Behoudens toepassing van de detacheringsregels, is het akkoord mogelijk niet van toepassing, maar dit moet geval per geval worden beoordeeld. Zo zullen verschillende factoren worden afgewogen om de mogelijke toepassing van het akkoord te bepalen, bv. de redenen, frequentie en duur van de zakenreizen.

Welk type A1-verklaring moet ik opvragen aangezien mijn werknemer grensarbeider is? 

De A1-verklaring moet worden gericht tot de bevoegde instelling van het land van tewerkstelling (lees: vestiging van de werkgever) en moet duidelijk melding maken dat, in voorkomend geval, de aanvraag wordt ingediend in toepassing van het nieuw kaderakkoord.

Opgelet ! Deze vermelding is zeer belangrijk omdat de (bij ons) RSZ anders de aanvraag onder de 'klassieke' invalshoek zal lezen, die beantwoordt aan andere voorwaarden.

 

Er kunnen zich nog andere praktische kwesties voordoen waarover we de komende maanden meer duidelijkheid verwachten. We houden de verschillende publicaties over dit onderwerp nauwlettend in de gaten en komen erop terug zodra we meer informatie hebben.

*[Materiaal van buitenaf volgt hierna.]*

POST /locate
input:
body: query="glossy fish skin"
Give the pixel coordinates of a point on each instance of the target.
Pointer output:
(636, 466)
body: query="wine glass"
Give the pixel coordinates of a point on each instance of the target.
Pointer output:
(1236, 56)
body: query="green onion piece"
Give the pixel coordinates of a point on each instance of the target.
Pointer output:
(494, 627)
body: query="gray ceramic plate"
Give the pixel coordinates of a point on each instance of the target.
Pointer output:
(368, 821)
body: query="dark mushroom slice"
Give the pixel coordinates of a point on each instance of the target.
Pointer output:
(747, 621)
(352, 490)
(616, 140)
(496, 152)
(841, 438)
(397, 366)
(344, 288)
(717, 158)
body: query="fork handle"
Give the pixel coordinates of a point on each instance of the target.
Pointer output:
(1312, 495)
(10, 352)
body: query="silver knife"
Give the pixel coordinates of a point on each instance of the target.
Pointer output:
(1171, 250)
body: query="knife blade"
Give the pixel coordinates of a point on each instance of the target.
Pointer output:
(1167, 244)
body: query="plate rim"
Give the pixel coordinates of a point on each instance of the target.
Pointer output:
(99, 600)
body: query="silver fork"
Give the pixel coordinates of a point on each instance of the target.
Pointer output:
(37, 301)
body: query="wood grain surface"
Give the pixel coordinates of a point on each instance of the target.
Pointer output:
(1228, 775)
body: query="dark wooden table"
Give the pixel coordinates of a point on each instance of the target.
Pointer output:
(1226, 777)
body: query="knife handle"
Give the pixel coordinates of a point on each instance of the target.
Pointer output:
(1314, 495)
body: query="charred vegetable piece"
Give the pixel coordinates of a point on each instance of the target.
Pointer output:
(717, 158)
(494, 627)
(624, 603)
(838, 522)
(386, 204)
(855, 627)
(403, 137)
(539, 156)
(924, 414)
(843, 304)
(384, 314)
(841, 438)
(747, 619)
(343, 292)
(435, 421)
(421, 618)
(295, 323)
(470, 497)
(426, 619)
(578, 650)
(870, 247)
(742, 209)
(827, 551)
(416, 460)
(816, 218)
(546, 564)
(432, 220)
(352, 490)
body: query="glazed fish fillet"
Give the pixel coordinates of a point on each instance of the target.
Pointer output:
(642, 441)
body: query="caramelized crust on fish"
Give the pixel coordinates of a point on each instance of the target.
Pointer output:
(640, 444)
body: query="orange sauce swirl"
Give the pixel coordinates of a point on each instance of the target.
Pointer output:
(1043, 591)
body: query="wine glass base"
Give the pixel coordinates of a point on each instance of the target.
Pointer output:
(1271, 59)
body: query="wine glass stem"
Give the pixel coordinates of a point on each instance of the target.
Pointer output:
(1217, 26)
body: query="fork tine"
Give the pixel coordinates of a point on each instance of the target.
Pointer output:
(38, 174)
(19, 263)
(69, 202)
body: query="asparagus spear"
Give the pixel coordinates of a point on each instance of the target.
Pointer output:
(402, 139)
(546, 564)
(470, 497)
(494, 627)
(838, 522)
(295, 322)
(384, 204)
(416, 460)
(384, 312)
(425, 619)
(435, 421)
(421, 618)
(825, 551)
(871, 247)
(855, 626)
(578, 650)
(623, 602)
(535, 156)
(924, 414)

4. Inwerkingtreding en terugwerkende kracht

4.1 Ondertekenende staten en datum van inwerkingtreding

Ter herinnering: de regeling die van toepassing was tijdens covid-19 eindigt definitief op 30 juni 2023.

Om ervoor te zorgen dat het nieuwe kaderakkoord wordt toegepast, heeft elk land het recht om een standpunt in te nemen over dit akkoord door het al dan niet te ondertekenen en zo toe te passen.

Voor een overzicht:

Toepassing van het akkoord

Betrokken landen

Stadium van toetreding

Akkoord van kracht vanaf 1 juli 2023

België, Duitsland, Nederland, Luxemburg

Update: ook Frankrijk, Portugal, Zweden, Zwitserland, Portugal, Spanje, Polen, Oostenrijk, Finland, Kroatië, Tsjechië,  Finland, Liechtenstein, Malta, Noorwegen, Slowakije 

Landen die hebben ondertekend 

 /

Denemarken

Ondertekening is niet te bepalen

Het kaderakkoord is dus vanaf 1 juli 2023 van toepassing in België en tegenover de andere landen die ondertekend hebben. Het akkoord treedt in werking op de 1ste dag van de maand na ondertekening.

We wijzen er daarom op dat zowel het werkland als het woonland van de werknemer het kaderakkoord moeten hebben ondertekend om de opt-in te kunnen toepassen.

4.2 Terugwerkende kracht

Tot 1 juli 2024 kan een A1-document worden aangevraagd met terugwerkende kracht tot 1 juli 2023, op voorwaarde dat socialezekerheidsbijdragen zijn betaald in de staat van tewerkstelling. Als de aanvraag is ingediend na 1 juli 2024, is de terugwerkende kracht beperkt tot drie maanden.

Terugwerkende kracht betekent dat voor de ondertekenende staat wordt aangenomen dat hij het kaderakkoord al toepaste, niet op de 1ste dag van de maand volgend op die van ondertekening (de klassieke inwerkingtreding), maar op 1 juli 2023. De terugwerkende kracht zal daarom maximaal een jaar duren, voor de landen die het akkoord uiterlijk op 1 juli 2024 zouden ondertekenen.

Bron: Eu-kaderakkoord betreffende de toepassing van Verordening 883/2004 in geval van gewoon grensoverschrijdend telewerk.